The problem was that the right-wing of Labour sabotaged Foot(some departed and formed the totally unneeded "Social Democratic Party", knowing when they did that all they could ever do was guarantee a Tory landslide...an SDP-Liberal government was never going to happen, no matter what, some stayed in side and all they could internally to undermine him).
The message of the Eighties is not that Labour must always treat socialists as the enemy.
It's that the party needs to use media(including social media)well, needs to communicate its message coherently and concisely, and needs unity.
Labour has nothing to gain by putting the cynical, dismissive "professional politicians" back in charge...the people whose message to the electorate is "we hate activists and principles and we accept the idea that politics is about nothing at all but gaining power"-and who assume that the only way to gain power is to be as close to the Tories on the issues as possible.
Most of the people who are involved in this coup were demanding, before Corbyn won the leadership, that Labour support the Tory benefits cap and the Tory budget charter.
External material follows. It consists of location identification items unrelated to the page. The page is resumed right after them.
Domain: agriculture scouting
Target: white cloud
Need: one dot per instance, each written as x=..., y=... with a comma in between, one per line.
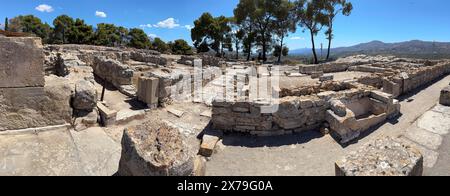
x=169, y=23
x=100, y=14
x=297, y=38
x=44, y=8
x=146, y=26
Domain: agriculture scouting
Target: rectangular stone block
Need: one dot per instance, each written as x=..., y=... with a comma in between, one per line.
x=445, y=96
x=108, y=116
x=148, y=90
x=21, y=62
x=382, y=157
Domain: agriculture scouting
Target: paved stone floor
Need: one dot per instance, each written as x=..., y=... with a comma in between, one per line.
x=59, y=153
x=313, y=154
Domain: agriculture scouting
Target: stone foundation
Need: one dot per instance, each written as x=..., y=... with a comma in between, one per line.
x=445, y=96
x=382, y=157
x=27, y=99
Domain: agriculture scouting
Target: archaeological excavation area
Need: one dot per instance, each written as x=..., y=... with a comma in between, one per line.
x=103, y=111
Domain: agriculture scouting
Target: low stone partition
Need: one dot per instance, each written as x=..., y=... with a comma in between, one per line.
x=384, y=156
x=445, y=96
x=405, y=82
x=367, y=68
x=21, y=62
x=349, y=118
x=27, y=98
x=291, y=114
x=147, y=57
x=155, y=149
x=112, y=71
x=207, y=60
x=325, y=68
x=317, y=88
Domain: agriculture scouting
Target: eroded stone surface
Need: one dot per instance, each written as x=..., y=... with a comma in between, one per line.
x=154, y=149
x=382, y=157
x=21, y=62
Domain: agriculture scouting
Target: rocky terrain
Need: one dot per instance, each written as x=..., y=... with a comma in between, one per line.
x=92, y=110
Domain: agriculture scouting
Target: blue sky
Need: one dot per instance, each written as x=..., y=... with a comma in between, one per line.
x=384, y=20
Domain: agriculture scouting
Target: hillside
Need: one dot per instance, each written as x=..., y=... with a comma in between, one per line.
x=414, y=48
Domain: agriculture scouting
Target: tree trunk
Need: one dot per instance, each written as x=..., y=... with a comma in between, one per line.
x=316, y=61
x=329, y=48
x=237, y=50
x=249, y=51
x=281, y=49
x=264, y=48
x=330, y=37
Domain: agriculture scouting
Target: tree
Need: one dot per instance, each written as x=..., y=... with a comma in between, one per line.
x=332, y=9
x=160, y=45
x=62, y=28
x=210, y=31
x=310, y=16
x=30, y=24
x=139, y=39
x=80, y=33
x=6, y=24
x=107, y=35
x=124, y=38
x=261, y=15
x=180, y=47
x=280, y=51
x=284, y=22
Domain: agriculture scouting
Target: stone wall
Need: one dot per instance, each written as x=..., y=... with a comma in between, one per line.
x=32, y=107
x=325, y=68
x=291, y=114
x=147, y=57
x=412, y=79
x=207, y=60
x=113, y=71
x=21, y=62
x=27, y=99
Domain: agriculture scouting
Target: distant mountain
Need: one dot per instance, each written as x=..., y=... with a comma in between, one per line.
x=414, y=48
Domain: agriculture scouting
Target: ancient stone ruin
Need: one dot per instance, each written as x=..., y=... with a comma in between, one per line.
x=169, y=113
x=383, y=157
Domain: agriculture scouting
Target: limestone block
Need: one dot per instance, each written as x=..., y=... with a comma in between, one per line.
x=315, y=75
x=445, y=96
x=148, y=88
x=85, y=97
x=326, y=77
x=33, y=107
x=384, y=97
x=154, y=149
x=209, y=142
x=383, y=157
x=107, y=116
x=21, y=62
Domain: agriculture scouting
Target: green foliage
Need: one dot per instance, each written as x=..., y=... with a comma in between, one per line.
x=139, y=39
x=279, y=51
x=180, y=47
x=311, y=16
x=211, y=32
x=108, y=35
x=30, y=24
x=331, y=9
x=62, y=28
x=160, y=46
x=80, y=33
x=6, y=24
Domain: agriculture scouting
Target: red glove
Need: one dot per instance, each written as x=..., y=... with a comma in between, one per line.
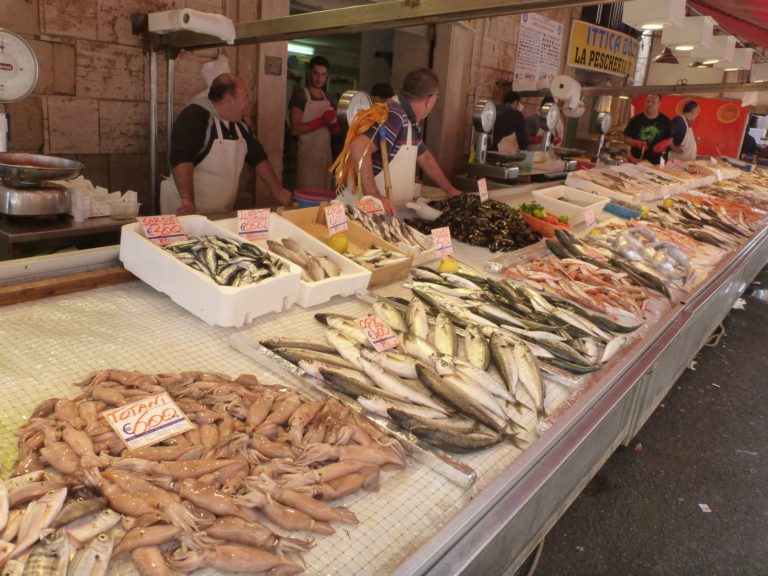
x=662, y=145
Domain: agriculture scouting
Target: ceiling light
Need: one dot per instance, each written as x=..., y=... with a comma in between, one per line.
x=695, y=32
x=759, y=72
x=742, y=60
x=653, y=14
x=300, y=49
x=721, y=50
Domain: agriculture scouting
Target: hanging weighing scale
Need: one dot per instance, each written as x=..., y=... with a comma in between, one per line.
x=24, y=186
x=483, y=163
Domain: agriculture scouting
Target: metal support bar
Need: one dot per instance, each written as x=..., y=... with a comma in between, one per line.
x=660, y=89
x=154, y=196
x=381, y=15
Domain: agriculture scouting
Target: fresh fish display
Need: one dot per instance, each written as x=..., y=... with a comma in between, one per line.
x=389, y=228
x=315, y=268
x=264, y=450
x=227, y=261
x=492, y=224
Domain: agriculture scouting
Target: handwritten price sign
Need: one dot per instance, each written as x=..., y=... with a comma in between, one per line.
x=162, y=230
x=253, y=224
x=379, y=334
x=336, y=218
x=482, y=187
x=370, y=205
x=442, y=239
x=148, y=421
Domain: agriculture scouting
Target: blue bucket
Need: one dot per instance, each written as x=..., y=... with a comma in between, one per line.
x=307, y=197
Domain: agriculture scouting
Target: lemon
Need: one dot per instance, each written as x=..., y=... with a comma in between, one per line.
x=448, y=265
x=339, y=242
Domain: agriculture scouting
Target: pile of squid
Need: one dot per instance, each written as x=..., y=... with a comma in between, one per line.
x=491, y=224
x=389, y=228
x=257, y=454
x=227, y=261
x=469, y=370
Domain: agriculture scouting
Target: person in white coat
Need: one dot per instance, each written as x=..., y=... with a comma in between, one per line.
x=684, y=146
x=210, y=142
x=404, y=143
x=312, y=121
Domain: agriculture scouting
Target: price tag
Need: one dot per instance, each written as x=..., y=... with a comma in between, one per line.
x=589, y=218
x=442, y=240
x=253, y=224
x=370, y=205
x=482, y=186
x=148, y=421
x=379, y=334
x=162, y=230
x=336, y=218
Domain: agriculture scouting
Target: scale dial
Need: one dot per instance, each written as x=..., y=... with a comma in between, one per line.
x=484, y=115
x=18, y=67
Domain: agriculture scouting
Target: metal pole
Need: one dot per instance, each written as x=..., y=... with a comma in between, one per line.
x=171, y=67
x=154, y=199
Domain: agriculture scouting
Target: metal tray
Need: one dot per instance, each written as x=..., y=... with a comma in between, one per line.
x=25, y=170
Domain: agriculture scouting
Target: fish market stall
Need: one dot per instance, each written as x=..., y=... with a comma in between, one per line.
x=430, y=511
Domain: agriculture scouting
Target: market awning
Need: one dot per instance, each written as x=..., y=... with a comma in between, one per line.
x=746, y=19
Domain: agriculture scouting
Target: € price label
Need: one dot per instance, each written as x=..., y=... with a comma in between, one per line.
x=163, y=229
x=148, y=421
x=482, y=187
x=253, y=224
x=379, y=334
x=336, y=218
x=370, y=205
x=441, y=237
x=589, y=218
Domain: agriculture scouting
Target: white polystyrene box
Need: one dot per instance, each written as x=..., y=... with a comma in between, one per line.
x=197, y=292
x=574, y=202
x=353, y=276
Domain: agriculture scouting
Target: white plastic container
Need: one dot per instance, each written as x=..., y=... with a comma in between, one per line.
x=197, y=292
x=353, y=276
x=567, y=201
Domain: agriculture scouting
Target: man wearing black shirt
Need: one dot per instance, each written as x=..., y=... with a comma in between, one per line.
x=648, y=132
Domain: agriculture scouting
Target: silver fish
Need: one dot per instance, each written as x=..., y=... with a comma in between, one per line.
x=94, y=558
x=390, y=315
x=416, y=318
x=50, y=557
x=445, y=335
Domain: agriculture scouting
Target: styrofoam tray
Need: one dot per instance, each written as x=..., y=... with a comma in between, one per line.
x=575, y=205
x=353, y=276
x=195, y=291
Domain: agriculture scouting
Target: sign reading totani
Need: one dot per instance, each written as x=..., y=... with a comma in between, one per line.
x=601, y=49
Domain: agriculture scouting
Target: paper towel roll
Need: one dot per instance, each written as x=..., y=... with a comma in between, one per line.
x=193, y=20
x=566, y=88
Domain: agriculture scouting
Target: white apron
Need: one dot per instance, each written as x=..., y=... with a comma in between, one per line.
x=689, y=146
x=402, y=172
x=215, y=179
x=314, y=149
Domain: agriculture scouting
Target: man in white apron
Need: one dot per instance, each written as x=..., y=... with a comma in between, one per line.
x=209, y=143
x=683, y=145
x=313, y=120
x=404, y=143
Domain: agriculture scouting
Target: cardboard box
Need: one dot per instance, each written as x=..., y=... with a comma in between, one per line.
x=197, y=292
x=312, y=221
x=353, y=276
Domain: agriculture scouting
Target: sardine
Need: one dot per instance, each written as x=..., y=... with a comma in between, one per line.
x=390, y=315
x=94, y=558
x=445, y=335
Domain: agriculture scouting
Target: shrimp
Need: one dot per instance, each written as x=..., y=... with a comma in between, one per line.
x=234, y=559
x=255, y=534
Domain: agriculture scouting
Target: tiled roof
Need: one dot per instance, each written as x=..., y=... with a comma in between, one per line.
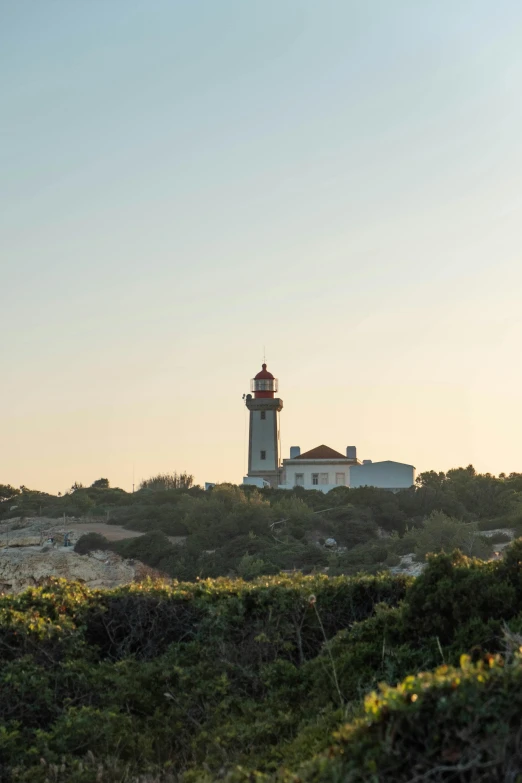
x=322, y=452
Most of them were unalterably opposed to any reintroduction of internal democracy(they LIKED the fact that ordinary paid-up Labour members had no say in what the party's policies were and that the party conference was a bland, powerless, passion-free zone). What could possibly be improved by putting the people who lost the last two elections back in charge and telling the tens of thousands of good, idealistic people Corbyn has drawn to the party that they aren't welcome and should either shut up or go away? There is no huge block of voters waiting for the party to do that.